Now, this is not a political blog, and I'm not making a political statement, although my sensibility is surely somewhat to the left of Ms. Palin, and that's all I'll volunteer right now. What I'm saying here is, why does anybody want to read that book?
If Joe Biden wrote a book (which he did), I wouldn't want to read it. President Obama has written TWO books, both of which were bestsellers BEFORE he became president, and I haven't read either one. Someone gave me a copy of Bill Clinton's foot-thick memoir (which covered everything up to 10 years ago), and I think I cracked the cover once. Read about three pages. I don't remember any of it.
I just don't get the fascination. What is the politician going to tell you that you couldn't have figured out if you read the newspaper while they were doing the stuff they're writing about. The inside story? Seriously? You think you're going to get that from anyone who thinks they might have any kind of a future in Washington?
Frankly, I don't care that much for autobiographies. Most of the ones I've read have suffered from the fact that the writer might have been just a tad biased toward the subject's point of view, and certain thorny details might have been, let's say, smoothed over a bit.
The only autobiography I recall really enjoying is Harpo Speaks, and that's mostly because 1. the subject really didn't write his own book and 2. no one ever believed a story the Marx Brothers told, as they were given to... embellishment. Highly entertaining.
The idea that Sarah Palin's memoir shot to the top of the bestseller lists baffles me. Yeah, I have my issues with her aside from the book, but I honestly can't fathom exactly what kind of reading experience the public thinks it's going to get. A sterling, stirring, poetic work of letters? I don't know who the ghostwriter was, but it hardly seems likely. A candid, insightful viewpoint of last year's campaign? From someone who hasn't stopped giving interviews for a 20-minute stretch since the campaign ended? What's left to find out?

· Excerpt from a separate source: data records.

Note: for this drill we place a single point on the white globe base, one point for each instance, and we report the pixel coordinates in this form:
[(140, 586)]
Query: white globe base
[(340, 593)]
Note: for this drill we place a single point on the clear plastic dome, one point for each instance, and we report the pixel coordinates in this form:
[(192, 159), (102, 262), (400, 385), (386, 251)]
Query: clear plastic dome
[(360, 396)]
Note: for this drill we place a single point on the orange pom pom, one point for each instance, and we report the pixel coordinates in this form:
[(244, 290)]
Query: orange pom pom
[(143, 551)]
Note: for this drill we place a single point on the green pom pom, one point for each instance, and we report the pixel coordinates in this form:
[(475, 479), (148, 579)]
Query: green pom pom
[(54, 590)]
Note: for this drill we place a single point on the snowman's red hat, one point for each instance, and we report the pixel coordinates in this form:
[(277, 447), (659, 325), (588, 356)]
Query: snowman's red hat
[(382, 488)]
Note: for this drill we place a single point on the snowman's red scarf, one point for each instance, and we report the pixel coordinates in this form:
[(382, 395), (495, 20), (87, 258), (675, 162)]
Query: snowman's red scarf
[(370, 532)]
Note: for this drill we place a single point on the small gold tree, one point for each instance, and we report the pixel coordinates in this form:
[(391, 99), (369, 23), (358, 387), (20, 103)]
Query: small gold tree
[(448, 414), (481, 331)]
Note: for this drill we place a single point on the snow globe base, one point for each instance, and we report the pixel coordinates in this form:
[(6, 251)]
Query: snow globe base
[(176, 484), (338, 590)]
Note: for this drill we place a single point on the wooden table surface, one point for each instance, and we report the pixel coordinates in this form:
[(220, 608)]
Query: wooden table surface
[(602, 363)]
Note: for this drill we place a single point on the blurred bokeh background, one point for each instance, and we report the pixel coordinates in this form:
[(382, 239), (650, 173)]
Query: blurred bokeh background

The problem with political memoirs is that all the stories are the same: the subject starts out in the most abject of circumstances (absent/dead parent, crippling poverty, living in Idaho), finds some inspiration from a beloved political figure of the past (John F. Kennedy, Ronald Reagan, Louis XVI), turns his/her life around for a lifestyle of service (military, community, fast food) and then gets the Big Break that catapults him/her to political stardom (like the party elders decided to appeal to a new demographic).
What does this all tell us, really? Anything we haven't already heard, didn't already know?
Besides, they're politicians! If there's one thing we should have learned by now it's not to believe a single word one of these weasels tells us!
Frankly, if I want to be lied to, I'd rather read a work of fiction. At least each chapter will end on a cliffhanger.